Knight declined to outline any specific proposals that Jamaica intends to put to the Europeans, saying that Caribbean sugar producers would meet in September to hammer out the details of their plan.

But he made it clear that the three-year phase-down period the Europeans have placed on the table was too short, that the proposed cut in prices was too deep and the Caribbean would probably look to Europe for some form of compensatory scheme, other than existing aid packages, to cushion the impact of a loss of earnings.

“If there is a compensatory package, it cannot be out of the EDF (the development fund the EU now provides for ACP countries),” Knight said.

Similar arguments were taken by the trade union leaders to Gerd Jarchow, the head of the EU delegation to Jamaica; Dr Christian Hausmann, the German ambassador; and Phil Sinkinson, Britain’s deputy high commissioner.

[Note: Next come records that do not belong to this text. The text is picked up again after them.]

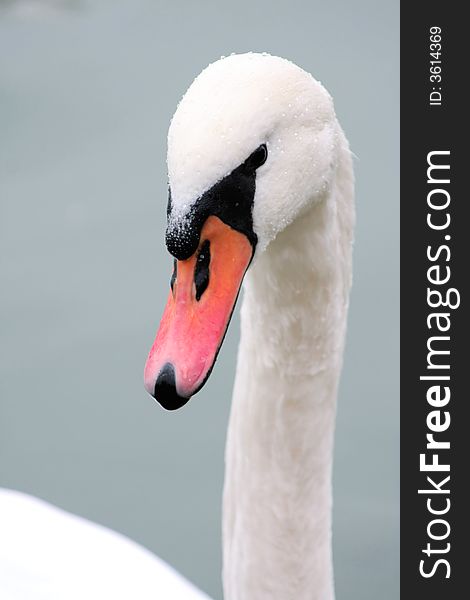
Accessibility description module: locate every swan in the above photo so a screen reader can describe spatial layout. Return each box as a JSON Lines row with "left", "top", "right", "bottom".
{"left": 0, "top": 53, "right": 354, "bottom": 600}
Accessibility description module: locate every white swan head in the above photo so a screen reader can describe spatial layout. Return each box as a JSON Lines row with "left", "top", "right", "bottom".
{"left": 144, "top": 53, "right": 341, "bottom": 409}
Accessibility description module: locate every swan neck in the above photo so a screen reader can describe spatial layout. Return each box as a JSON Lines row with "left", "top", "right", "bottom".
{"left": 223, "top": 183, "right": 353, "bottom": 600}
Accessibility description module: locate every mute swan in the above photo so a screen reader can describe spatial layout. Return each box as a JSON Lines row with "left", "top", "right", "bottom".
{"left": 0, "top": 53, "right": 354, "bottom": 600}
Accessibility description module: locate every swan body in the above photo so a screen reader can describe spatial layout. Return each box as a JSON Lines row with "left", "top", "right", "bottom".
{"left": 0, "top": 488, "right": 211, "bottom": 600}
{"left": 1, "top": 53, "right": 354, "bottom": 600}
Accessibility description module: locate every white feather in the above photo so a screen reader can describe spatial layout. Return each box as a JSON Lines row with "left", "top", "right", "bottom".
{"left": 0, "top": 488, "right": 211, "bottom": 600}
{"left": 167, "top": 52, "right": 339, "bottom": 253}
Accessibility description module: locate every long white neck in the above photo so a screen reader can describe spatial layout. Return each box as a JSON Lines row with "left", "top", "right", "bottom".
{"left": 222, "top": 133, "right": 354, "bottom": 600}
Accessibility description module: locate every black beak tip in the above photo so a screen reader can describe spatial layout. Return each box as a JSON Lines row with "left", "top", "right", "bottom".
{"left": 152, "top": 363, "right": 190, "bottom": 411}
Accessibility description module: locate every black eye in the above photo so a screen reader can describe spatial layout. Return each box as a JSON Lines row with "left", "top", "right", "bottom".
{"left": 167, "top": 186, "right": 173, "bottom": 218}
{"left": 245, "top": 144, "right": 268, "bottom": 171}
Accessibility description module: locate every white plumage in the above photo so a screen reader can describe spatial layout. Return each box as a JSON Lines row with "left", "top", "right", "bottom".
{"left": 0, "top": 53, "right": 354, "bottom": 600}
{"left": 0, "top": 488, "right": 211, "bottom": 600}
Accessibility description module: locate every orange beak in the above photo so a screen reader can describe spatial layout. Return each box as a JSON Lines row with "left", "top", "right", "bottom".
{"left": 144, "top": 216, "right": 253, "bottom": 409}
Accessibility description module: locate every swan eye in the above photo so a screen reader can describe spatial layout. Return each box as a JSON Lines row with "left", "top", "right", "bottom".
{"left": 194, "top": 240, "right": 211, "bottom": 301}
{"left": 246, "top": 144, "right": 268, "bottom": 170}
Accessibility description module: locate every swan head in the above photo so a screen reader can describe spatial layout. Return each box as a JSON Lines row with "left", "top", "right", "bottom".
{"left": 144, "top": 52, "right": 340, "bottom": 409}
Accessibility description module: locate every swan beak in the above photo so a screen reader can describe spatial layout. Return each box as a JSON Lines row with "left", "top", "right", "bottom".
{"left": 144, "top": 215, "right": 253, "bottom": 410}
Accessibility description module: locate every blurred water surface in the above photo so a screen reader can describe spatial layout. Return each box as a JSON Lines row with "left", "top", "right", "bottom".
{"left": 0, "top": 1, "right": 399, "bottom": 598}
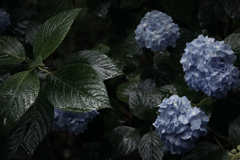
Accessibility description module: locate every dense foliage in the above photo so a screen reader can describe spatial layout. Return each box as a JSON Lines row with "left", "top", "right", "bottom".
{"left": 1, "top": 0, "right": 240, "bottom": 160}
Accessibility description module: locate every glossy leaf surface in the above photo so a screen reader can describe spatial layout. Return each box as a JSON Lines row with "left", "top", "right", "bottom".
{"left": 0, "top": 70, "right": 39, "bottom": 133}
{"left": 47, "top": 63, "right": 111, "bottom": 112}
{"left": 0, "top": 36, "right": 25, "bottom": 65}
{"left": 122, "top": 32, "right": 143, "bottom": 57}
{"left": 229, "top": 116, "right": 240, "bottom": 147}
{"left": 60, "top": 50, "right": 123, "bottom": 80}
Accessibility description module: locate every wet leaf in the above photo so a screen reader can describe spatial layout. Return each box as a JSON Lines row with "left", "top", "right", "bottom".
{"left": 47, "top": 63, "right": 111, "bottom": 112}
{"left": 29, "top": 56, "right": 44, "bottom": 68}
{"left": 116, "top": 80, "right": 141, "bottom": 103}
{"left": 60, "top": 50, "right": 123, "bottom": 80}
{"left": 91, "top": 44, "right": 111, "bottom": 56}
{"left": 33, "top": 8, "right": 82, "bottom": 60}
{"left": 0, "top": 36, "right": 26, "bottom": 65}
{"left": 229, "top": 116, "right": 240, "bottom": 147}
{"left": 25, "top": 21, "right": 42, "bottom": 46}
{"left": 0, "top": 64, "right": 20, "bottom": 77}
{"left": 21, "top": 90, "right": 54, "bottom": 155}
{"left": 122, "top": 32, "right": 143, "bottom": 57}
{"left": 129, "top": 88, "right": 157, "bottom": 121}
{"left": 100, "top": 126, "right": 140, "bottom": 159}
{"left": 0, "top": 69, "right": 39, "bottom": 134}
{"left": 138, "top": 131, "right": 164, "bottom": 160}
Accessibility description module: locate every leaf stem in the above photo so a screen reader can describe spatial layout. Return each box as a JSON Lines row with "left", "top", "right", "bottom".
{"left": 153, "top": 52, "right": 157, "bottom": 69}
{"left": 214, "top": 136, "right": 224, "bottom": 150}
{"left": 38, "top": 67, "right": 53, "bottom": 75}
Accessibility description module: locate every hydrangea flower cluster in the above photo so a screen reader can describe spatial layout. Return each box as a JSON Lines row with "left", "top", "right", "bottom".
{"left": 135, "top": 10, "right": 179, "bottom": 52}
{"left": 0, "top": 8, "right": 10, "bottom": 34}
{"left": 180, "top": 35, "right": 240, "bottom": 98}
{"left": 153, "top": 95, "right": 209, "bottom": 154}
{"left": 52, "top": 107, "right": 99, "bottom": 136}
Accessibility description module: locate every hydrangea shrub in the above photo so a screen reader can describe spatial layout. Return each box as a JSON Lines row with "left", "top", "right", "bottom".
{"left": 52, "top": 107, "right": 99, "bottom": 136}
{"left": 153, "top": 95, "right": 209, "bottom": 154}
{"left": 135, "top": 10, "right": 180, "bottom": 52}
{"left": 180, "top": 35, "right": 240, "bottom": 98}
{"left": 0, "top": 8, "right": 10, "bottom": 33}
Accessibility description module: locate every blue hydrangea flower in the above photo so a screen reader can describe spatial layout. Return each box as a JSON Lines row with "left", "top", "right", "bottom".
{"left": 52, "top": 107, "right": 99, "bottom": 136}
{"left": 153, "top": 95, "right": 209, "bottom": 154}
{"left": 135, "top": 10, "right": 180, "bottom": 52}
{"left": 0, "top": 8, "right": 10, "bottom": 34}
{"left": 180, "top": 35, "right": 240, "bottom": 98}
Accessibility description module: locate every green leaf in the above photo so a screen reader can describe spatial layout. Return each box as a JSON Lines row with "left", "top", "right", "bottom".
{"left": 229, "top": 116, "right": 240, "bottom": 147}
{"left": 87, "top": 0, "right": 112, "bottom": 18}
{"left": 167, "top": 28, "right": 196, "bottom": 55}
{"left": 200, "top": 150, "right": 231, "bottom": 160}
{"left": 29, "top": 56, "right": 45, "bottom": 68}
{"left": 138, "top": 131, "right": 164, "bottom": 160}
{"left": 0, "top": 69, "right": 40, "bottom": 133}
{"left": 115, "top": 57, "right": 142, "bottom": 80}
{"left": 0, "top": 64, "right": 20, "bottom": 77}
{"left": 33, "top": 8, "right": 82, "bottom": 60}
{"left": 122, "top": 32, "right": 143, "bottom": 57}
{"left": 0, "top": 36, "right": 26, "bottom": 65}
{"left": 47, "top": 63, "right": 111, "bottom": 112}
{"left": 116, "top": 80, "right": 140, "bottom": 103}
{"left": 25, "top": 0, "right": 73, "bottom": 46}
{"left": 208, "top": 99, "right": 240, "bottom": 135}
{"left": 182, "top": 142, "right": 220, "bottom": 160}
{"left": 79, "top": 142, "right": 101, "bottom": 160}
{"left": 223, "top": 0, "right": 240, "bottom": 20}
{"left": 198, "top": 0, "right": 224, "bottom": 26}
{"left": 140, "top": 64, "right": 176, "bottom": 93}
{"left": 129, "top": 88, "right": 157, "bottom": 121}
{"left": 160, "top": 0, "right": 194, "bottom": 24}
{"left": 224, "top": 33, "right": 240, "bottom": 52}
{"left": 60, "top": 50, "right": 123, "bottom": 80}
{"left": 0, "top": 111, "right": 29, "bottom": 160}
{"left": 120, "top": 0, "right": 145, "bottom": 9}
{"left": 100, "top": 126, "right": 140, "bottom": 159}
{"left": 21, "top": 90, "right": 54, "bottom": 155}
{"left": 91, "top": 44, "right": 111, "bottom": 56}
{"left": 8, "top": 9, "right": 32, "bottom": 35}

The trade unionists left feeling that they had received a sympathetic hearing and that the depth of their concerns would be transmitted to European capitals.

“The German ambassador pointed out that the plan to drop the price of sugar is not even a proposal but a communiqué and if it is to occur that it would have to be balanced with some sort of assistance,” said the NWU’s island supervisor, Vincent Morrison.

Added the UAWU’s Munroe: “We are not asking for a handout, what we want is justice. The agreement says that we are entitled to a reasonable price for our sugar.

“A 37 per cent cut is not reasonable. Three years is not reasonable. We need more time.”

Faced with the combination of the EU’s price proposal and the WTO’s ruling, which is based on complaints from three of the world’s biggest producers – Brazil, Thailand and Australia – Knight said it was clear that Jamaica would have to accelerate its restructuring of its sugar industry.

“I do accept that greater urgency ought to have attended the restructuring,” he conceded.